Matt, our winter conservation intern, provides an insight into what the reserve team have been up to. 

It has been a while but here comes the second reserve roundup!

Its been a busy couple of weeks here at Titchwell and Snettisham, with some mild weather but plenty of rain. We’ve been making steady progress with winter work on the reserves and after receiving our delivery of fully RSPB branded woolly hats, we have no excuses anymore!

 Cutting around Patsy’s 

We have cut the reeds around the edge of Patsy’s Pool, creating a nice cleared area stretching out from the viewing screen. This was done to provide habitat for wintering snipe and jacksnipe, as well as other waders and wildfowl. Its already worked a treat and snipe can be seen zig zagging low over the water, a great sight from the viewing screen. Other waders can also be seen resting and bathing at the freshly cut edge of the pool, increasing the diversity of birds visitors can see there.

 

The team at work cutting reeds

Cutting reeds along Patsy’s pool creates good Snipe habitat

Harrier Season

We have been leading many walks over the last couple of weeks. These include twice weekly harrier roost walks, where those on the walk can experience good numbers of marsh harriers coming in to roost on the reedbed. During these walks we also see roosting little egrets, gathering in large numbers on the skeleton trees before settling down for the night in Willow Wood. The interns, the two Matts, have also been leading Easy Birding, Discover Titchwell and Another Side of Titchwell walks. The two of us have received positive feedback which suggests we have been successful in inspiring people to engage with nature! Upcoming walks include more harrier roost walks, pink-footed geese walks starting in November and a beach clean on Tuesday, 12 November.

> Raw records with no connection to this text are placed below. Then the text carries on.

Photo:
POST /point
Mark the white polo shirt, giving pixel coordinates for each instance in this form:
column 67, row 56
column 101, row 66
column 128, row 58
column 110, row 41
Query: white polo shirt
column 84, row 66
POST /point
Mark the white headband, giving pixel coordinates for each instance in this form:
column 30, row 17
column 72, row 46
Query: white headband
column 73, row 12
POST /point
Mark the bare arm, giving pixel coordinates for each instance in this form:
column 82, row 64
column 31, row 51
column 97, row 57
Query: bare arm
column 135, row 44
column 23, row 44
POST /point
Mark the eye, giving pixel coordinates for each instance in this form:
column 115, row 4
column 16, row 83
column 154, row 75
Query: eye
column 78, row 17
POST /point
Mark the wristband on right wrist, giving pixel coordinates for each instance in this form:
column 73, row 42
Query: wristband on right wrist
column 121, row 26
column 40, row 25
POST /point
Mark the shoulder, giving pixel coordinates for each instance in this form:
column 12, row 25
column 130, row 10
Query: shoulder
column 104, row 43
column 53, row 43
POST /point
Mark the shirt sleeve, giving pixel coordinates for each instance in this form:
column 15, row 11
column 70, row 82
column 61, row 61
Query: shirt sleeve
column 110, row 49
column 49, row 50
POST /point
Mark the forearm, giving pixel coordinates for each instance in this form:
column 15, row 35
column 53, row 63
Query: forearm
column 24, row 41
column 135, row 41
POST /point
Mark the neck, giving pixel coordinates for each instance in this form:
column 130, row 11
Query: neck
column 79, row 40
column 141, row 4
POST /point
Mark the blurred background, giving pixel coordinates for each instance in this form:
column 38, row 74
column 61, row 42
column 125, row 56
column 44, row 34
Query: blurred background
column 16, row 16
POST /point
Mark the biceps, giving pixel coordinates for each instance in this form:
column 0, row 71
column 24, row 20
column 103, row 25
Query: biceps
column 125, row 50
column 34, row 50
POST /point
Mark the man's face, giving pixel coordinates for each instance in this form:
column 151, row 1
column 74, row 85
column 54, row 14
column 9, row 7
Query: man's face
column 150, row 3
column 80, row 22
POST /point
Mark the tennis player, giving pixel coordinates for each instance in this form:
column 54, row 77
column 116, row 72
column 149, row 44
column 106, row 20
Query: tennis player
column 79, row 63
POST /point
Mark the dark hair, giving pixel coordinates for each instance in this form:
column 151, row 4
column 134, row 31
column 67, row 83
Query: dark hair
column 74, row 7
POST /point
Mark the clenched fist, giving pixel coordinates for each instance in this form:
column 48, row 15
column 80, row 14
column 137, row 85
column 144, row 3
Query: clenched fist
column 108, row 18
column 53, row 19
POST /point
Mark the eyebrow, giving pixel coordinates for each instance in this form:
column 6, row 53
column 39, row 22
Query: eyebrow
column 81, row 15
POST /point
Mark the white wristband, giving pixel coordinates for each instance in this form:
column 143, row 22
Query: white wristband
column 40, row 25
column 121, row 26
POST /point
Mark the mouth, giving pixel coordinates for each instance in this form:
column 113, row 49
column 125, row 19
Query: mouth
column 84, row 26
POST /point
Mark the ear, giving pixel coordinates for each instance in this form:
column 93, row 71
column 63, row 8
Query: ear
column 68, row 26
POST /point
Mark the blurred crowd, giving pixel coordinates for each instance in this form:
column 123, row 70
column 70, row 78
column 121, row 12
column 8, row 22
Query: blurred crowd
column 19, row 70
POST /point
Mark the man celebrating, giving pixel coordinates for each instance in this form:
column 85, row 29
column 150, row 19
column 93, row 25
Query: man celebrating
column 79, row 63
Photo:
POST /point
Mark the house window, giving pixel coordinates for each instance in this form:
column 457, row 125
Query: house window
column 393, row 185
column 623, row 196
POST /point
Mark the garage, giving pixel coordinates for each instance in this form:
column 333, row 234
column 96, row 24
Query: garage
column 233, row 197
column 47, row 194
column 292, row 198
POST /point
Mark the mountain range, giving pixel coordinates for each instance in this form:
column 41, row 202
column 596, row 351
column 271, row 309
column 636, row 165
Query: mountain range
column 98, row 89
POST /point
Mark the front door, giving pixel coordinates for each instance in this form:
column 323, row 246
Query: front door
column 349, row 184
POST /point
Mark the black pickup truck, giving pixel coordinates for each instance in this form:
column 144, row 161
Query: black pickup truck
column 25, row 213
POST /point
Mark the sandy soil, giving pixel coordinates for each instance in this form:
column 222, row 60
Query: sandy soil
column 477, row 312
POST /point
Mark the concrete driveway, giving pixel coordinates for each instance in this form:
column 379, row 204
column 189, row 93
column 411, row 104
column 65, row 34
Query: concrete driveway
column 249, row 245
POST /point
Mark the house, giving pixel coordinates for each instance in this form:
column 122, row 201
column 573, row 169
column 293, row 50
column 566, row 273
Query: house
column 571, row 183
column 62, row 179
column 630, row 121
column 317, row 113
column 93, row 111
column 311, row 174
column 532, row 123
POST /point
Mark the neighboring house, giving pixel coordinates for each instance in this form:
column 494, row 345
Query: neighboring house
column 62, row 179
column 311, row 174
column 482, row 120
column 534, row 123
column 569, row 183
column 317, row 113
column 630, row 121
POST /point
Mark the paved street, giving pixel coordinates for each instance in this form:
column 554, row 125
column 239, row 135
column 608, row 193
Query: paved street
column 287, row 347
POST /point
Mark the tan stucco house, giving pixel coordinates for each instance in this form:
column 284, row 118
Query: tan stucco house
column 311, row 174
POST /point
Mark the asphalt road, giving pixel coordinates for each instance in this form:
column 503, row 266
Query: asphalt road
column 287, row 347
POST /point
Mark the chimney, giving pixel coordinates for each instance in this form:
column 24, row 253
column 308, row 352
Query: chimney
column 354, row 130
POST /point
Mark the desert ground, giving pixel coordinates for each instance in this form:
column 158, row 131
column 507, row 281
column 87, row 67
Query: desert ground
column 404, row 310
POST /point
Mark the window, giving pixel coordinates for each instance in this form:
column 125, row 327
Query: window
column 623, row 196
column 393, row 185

Ask the team for info on dates and prices for all the walks.

Opening and closing

We have re-opened the Meadow Trail boardwalk, after rebuilding it, and put new signs up to warn visitors of potentially slippery conditions in bad weather. We have also now closed the Autumn Trail until next year so visitors cannot access this part of the reserve. This is done each year to reduce disturbance to roosting harriers and little egrets.

Volunteers in action

Volunteers are essential to keep the reserves running smoothly. During the last the last couple of weeks Jacob has been helping us rake cut reeds as well as working on the information point, our band of hide helpers have been out helping visitors identify birds from the hides each day. Dave and Les have been doing general DIY around the reserve such as fixing hide windows, repairing leaks and creating new tables with a view in the café. Our other duties have included cleaning the hides, collecting beach clean litter, tidying our workshop area, tidying the visitor car park and painting.

  

Keeping the car park and entrance tidy is a routine job

Recent sightings

We have had a few unexpected guests since last time. This includes a long-eared owl which was photographed sitting in a tree at the beginning of the west bank path. That’s all five owl species seen at Titchwell at one time or another for many of us! Also making an appearance, albeit briefly, was a little bittern seen around a week ago three times in flight around Patsy’s Pool. It has not been seen since. An otter was also showing well along the west bank path and we have had hen harrier, ring ouzel and little auk sightings! With such a friendly team, just ask to find out the latest sightings.